The Blue Ribbon Commission on America's Nuclear Future released a report that urges policymakers to quickly find at least one site to permanently store the nation's high level nuclear waste.
About 65,000 tons of spent nuclear fuel is currently stored at 75 nuclear reactors around the country because no central storage site could be found that didn't encounter strong resistance.
Seeking to end the nation's impasse on nuclear waste policy, the report calls for development of consolidated interim storage sites to handle the waste that's piling up at the nation's nuclear reactors.
It also recommends that a separate agency be formed that would be responsible for nuclear waste management, rather than housing it within the Department of Energy.
For decades, Congress has tried unsuccessfully to find an appropriate site to store the radioactive waste. They settled on Yucca Mountain in Nevada back in 1987, but the state has pushed back against it.
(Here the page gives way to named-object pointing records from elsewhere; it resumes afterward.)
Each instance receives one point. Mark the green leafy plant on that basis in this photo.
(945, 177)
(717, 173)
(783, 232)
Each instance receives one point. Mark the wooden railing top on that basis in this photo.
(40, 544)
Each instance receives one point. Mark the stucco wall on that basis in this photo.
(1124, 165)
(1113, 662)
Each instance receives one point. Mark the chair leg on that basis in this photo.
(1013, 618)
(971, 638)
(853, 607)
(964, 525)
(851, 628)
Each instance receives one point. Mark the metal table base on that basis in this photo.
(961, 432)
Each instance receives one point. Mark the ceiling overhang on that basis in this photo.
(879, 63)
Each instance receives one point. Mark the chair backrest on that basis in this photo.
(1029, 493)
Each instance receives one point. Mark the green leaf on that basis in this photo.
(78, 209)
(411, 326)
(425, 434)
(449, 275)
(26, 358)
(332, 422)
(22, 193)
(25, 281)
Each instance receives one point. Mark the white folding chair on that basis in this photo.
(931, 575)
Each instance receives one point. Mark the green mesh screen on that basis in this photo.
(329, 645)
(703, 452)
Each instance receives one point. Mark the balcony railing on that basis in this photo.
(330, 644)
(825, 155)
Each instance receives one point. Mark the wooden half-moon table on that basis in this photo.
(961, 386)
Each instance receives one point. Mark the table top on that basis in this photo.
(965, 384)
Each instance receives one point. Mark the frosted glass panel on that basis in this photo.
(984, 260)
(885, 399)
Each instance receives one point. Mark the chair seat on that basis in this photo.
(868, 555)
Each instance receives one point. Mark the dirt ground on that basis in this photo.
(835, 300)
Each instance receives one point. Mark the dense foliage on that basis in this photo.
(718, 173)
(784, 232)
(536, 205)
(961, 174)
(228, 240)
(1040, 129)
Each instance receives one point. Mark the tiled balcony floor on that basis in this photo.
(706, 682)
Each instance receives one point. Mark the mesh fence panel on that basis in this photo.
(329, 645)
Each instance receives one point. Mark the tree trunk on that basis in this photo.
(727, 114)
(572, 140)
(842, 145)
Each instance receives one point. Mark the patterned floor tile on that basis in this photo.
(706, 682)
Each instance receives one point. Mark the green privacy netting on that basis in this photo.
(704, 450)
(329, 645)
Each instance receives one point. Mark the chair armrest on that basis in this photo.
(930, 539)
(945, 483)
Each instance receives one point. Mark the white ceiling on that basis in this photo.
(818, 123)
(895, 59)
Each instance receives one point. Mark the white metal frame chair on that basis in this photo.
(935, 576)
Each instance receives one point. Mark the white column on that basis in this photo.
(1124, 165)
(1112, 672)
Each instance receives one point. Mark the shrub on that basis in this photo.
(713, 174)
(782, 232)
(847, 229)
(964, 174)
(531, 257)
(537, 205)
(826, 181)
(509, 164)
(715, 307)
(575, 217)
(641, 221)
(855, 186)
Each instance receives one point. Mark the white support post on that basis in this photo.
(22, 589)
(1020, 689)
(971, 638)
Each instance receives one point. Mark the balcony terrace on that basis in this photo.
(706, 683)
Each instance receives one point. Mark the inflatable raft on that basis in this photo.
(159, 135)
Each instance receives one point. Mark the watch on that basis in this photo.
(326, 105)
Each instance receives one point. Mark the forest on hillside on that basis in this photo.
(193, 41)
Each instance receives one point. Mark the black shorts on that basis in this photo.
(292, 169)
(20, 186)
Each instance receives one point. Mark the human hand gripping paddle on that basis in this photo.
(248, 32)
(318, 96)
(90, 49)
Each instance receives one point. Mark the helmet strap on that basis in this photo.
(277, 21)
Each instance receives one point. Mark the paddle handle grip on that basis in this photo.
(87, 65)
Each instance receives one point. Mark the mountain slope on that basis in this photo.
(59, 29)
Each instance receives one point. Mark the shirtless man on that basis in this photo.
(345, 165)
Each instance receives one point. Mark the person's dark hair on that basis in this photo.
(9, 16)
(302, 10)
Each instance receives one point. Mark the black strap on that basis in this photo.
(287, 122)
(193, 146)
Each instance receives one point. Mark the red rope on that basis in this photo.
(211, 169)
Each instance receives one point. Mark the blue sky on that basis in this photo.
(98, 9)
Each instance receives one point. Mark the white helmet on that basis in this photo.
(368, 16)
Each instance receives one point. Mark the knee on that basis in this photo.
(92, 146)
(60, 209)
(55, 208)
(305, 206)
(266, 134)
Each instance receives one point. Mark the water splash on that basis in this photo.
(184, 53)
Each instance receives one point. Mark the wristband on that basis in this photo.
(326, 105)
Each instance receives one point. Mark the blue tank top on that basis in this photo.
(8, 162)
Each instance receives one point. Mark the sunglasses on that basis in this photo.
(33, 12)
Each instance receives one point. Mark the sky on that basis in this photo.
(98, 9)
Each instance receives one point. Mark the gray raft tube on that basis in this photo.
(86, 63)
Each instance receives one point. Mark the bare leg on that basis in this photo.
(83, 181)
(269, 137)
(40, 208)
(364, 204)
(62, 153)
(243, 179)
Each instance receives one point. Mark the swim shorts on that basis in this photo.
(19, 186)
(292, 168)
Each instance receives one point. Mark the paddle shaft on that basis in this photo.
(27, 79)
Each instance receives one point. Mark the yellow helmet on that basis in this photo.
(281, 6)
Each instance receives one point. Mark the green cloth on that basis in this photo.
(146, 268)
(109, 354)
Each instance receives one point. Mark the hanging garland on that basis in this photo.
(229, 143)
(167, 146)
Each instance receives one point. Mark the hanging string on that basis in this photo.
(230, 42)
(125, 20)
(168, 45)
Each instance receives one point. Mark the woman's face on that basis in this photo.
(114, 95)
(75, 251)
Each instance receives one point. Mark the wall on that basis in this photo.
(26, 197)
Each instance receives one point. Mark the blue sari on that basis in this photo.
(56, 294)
The commission, which was created by President Obama, says:
"The need for a new strategy is urgent, not just to address these damages and costs but because this generation has a fundamental, ethical obligation to avoid burdening future generations with the entire task of finding a safe, permanent solution for managing hazardous nuclear materials they had no part in creating," the report says.
The commission recommends that policymakers use a "consent-based approach," where states and communities would have input on whether they want to house a storage facility.
A House Energy and Commerce Committee panel will hold a hearing on the report February 1, to be followed by a Senate Energy and Natural Resources Committee hearing the next day.
"We have a lot of issues to address - not just the need for a long-term repository, but also transportation safety issues, the federal government's contractual liability and the need to consolidate and prioritize the existing temporary storage facilities - and I'll be looking to the commission for guidance as we consider
possible legislative action," says Sen. Lisa Murkowski
(R-AL), the top Republican on the Senate Energy and Natural Resources Committee.